Prokuratura Rejonowa w Dąbrowie Tarnowskiej wszczęła śledztwo w sprawie dostarczenia środków psychotropowych i narażenia 9-letniej dziewczynki na bezpośrednie niebezpieczeństwo utraty życia lub zdrowia. Dziewczynka trafiła do szpitala. Wykryto w jej organizmie substancje o składzie charakterystycznym dla ecstasy. – Dziewczynka była poddenerwowana, reagowała wybuchowo. Towarzyszył jej ból brzucha – mówił Witold Swadźba z Prokuratury Rejonowej w Dąbrowie Tarnowskiej.

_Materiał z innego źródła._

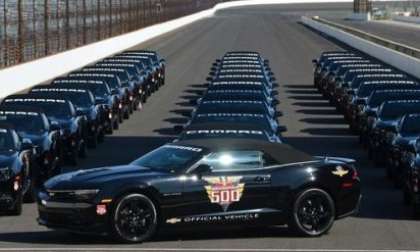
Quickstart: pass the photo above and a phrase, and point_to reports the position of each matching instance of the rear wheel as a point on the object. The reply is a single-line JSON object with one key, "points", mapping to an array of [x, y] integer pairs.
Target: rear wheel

Śledczy nie wiedzą na razie, skąd 9-latka wzięła narkotyki. Jedna z hipotez mówi, że 9-latka mogła zostać poczęstowana „cukierkiem”, który zawierał substancje psychoaktywne. O podobnej sprawie mówił przed kilkoma tygodniami kilkuletni chłopiec z pobliskiej miejscowości. Dziecko twierdziło, że w sierpniu pod sklepem ktoś chciał go poczęstować cukierkiem przypominającym misia. Chłopiec przestraszył się jednak i uciekł do domu.
Dąbrowska policja zwróciła się z apelem do rodziców i opiekunów, by ostrzegali dzieci przed niebezpieczeństwem związanym z przyjmowaniem słodyczy od nieznajomych osób. Przeprowadzono również akcję informacyjną w szkołach.